The lecture slides outlining the content are posted on the Coevolving Commons. An appreciation of generative AI products in use can be better gained by watching the video recording of the lecture.
This recording of slides and browser prompts into Gen AI is available on Youtube, with an alternate retention on the Internet Archive .
Video | H.264 MP4 |
Jan. 20 (1h57m) |
[20250120_SFIN6011 Ing_SystemsApproaches_878kbps.m4v (HD 878kbps 506MB) [on the Internet Archive] |
The reading list for the class includes the Systems Thinkers (2020) book by Magnus Ramage and Karen Shipp. Those chapters of about 5 pages in length provide contexts and examples of systems approaches My usual lecture on systems approaches by Russell Ackoff were abbreviated, leaving interested students to try out Generative AI to explore his body of work. Students were also referred to the Systems Thinking Ontario sesson on “Generative AI and Inquiring Systems: Ways of Patterning and Ways of Knowing“, from early January.

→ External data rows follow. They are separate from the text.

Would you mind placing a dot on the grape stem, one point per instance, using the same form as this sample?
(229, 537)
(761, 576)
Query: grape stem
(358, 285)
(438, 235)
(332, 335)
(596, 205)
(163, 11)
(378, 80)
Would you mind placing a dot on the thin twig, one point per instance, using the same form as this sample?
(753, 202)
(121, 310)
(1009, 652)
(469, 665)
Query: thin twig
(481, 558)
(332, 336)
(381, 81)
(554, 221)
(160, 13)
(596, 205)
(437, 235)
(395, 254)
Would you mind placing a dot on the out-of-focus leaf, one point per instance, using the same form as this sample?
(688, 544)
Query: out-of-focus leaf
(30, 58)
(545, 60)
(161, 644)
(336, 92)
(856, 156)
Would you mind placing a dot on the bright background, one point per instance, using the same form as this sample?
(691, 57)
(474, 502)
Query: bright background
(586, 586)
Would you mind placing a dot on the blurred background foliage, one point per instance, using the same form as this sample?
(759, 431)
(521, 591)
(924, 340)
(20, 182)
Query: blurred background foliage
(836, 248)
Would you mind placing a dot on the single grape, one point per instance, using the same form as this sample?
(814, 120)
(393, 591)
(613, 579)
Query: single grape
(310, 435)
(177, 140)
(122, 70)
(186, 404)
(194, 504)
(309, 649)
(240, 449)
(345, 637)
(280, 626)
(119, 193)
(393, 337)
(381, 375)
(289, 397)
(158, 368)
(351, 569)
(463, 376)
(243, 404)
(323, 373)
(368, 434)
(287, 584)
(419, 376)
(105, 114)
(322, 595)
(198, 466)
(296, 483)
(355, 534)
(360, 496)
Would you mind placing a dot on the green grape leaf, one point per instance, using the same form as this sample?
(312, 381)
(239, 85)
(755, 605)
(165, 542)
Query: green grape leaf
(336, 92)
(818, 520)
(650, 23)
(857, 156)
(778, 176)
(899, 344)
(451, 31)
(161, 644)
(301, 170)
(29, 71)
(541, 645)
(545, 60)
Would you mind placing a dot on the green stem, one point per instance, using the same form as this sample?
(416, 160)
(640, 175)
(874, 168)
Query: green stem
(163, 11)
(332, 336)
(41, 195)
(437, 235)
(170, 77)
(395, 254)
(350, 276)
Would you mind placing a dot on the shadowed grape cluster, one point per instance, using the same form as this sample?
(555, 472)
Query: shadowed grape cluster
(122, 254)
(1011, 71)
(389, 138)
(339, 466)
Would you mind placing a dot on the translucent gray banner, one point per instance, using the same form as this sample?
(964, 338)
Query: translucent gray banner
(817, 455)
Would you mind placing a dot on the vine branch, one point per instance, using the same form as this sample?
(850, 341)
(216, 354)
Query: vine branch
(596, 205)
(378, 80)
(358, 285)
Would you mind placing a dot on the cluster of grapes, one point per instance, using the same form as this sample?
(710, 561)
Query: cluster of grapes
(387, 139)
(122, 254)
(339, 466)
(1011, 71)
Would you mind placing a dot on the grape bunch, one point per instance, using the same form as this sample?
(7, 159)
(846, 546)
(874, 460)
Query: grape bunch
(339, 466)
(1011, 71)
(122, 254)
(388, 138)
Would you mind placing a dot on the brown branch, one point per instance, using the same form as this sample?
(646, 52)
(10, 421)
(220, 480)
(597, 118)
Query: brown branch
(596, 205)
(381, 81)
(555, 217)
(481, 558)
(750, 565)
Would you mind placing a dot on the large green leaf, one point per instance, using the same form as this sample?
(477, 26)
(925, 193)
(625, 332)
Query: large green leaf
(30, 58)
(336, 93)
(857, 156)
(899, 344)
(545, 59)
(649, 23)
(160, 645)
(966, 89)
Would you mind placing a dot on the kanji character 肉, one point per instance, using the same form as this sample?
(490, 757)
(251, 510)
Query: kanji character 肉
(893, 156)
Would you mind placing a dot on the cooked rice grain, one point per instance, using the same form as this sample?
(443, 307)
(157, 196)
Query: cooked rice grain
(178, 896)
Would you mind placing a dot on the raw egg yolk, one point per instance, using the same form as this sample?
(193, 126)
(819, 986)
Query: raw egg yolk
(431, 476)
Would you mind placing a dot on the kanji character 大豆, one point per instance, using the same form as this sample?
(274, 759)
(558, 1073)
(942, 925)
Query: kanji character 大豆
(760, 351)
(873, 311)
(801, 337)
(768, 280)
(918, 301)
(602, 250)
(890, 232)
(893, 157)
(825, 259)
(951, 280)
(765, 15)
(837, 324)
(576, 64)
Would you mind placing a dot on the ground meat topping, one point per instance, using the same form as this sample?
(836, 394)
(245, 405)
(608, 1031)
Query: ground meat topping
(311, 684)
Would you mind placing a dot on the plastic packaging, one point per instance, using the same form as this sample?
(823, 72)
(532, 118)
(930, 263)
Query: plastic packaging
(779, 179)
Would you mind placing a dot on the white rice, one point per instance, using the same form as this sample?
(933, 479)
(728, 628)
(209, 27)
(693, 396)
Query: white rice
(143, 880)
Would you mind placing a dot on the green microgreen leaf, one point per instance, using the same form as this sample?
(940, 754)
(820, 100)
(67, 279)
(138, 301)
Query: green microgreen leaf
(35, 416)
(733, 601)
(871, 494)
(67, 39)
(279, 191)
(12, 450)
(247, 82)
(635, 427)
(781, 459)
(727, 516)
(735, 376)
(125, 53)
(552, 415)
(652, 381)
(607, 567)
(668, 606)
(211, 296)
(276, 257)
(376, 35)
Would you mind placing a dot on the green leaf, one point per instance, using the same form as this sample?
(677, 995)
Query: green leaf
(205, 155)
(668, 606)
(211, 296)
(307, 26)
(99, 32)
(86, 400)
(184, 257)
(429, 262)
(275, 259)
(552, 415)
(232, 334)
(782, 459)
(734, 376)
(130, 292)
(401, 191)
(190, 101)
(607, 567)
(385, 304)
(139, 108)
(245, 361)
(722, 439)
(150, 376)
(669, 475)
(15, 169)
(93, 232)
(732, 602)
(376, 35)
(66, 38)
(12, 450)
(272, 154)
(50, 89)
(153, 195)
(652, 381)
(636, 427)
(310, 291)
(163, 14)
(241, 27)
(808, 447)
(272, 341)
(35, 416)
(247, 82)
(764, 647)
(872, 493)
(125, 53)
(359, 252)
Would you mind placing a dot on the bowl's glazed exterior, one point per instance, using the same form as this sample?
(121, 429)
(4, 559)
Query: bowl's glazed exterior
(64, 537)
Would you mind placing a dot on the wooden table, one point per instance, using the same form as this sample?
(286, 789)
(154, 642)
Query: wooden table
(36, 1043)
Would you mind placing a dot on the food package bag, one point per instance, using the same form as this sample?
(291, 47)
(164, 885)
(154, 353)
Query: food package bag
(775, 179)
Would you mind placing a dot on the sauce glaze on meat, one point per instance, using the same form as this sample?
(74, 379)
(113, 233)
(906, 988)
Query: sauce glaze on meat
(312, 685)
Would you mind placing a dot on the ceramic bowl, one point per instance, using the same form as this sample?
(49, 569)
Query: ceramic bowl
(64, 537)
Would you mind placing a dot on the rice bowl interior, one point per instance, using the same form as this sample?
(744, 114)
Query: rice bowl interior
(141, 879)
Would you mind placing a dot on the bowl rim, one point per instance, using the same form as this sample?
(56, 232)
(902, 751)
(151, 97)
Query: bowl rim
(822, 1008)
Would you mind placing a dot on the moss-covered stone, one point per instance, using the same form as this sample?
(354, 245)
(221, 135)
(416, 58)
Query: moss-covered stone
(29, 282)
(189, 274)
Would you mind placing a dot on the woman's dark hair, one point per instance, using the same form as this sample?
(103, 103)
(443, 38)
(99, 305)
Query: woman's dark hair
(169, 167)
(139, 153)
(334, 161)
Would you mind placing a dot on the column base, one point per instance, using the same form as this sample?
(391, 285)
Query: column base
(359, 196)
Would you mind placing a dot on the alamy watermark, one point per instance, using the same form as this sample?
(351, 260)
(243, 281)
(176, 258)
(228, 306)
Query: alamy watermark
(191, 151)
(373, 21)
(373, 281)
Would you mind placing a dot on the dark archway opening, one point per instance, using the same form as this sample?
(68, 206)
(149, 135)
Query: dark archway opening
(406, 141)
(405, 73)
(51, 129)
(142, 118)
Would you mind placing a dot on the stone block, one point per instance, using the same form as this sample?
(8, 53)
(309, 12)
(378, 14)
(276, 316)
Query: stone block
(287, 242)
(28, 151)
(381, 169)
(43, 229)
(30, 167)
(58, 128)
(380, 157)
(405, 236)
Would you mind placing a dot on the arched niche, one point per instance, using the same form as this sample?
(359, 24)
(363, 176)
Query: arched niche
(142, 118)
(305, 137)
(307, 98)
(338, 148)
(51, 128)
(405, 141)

For 2025, the Understanding Systems course provides learning for the instructors, as well as for the students. The earlier parts of the course emphasize methods that might be selected for project work. The focus then switches onto systemic design tools, and multimethodologies. The syllabus is being revised incrementally, and students have been alerted to not get too far ahead. With much of the turbulence in the world at the beginning of 2025, perhaps this course is mirroring the extent of changes we are currently experiencing.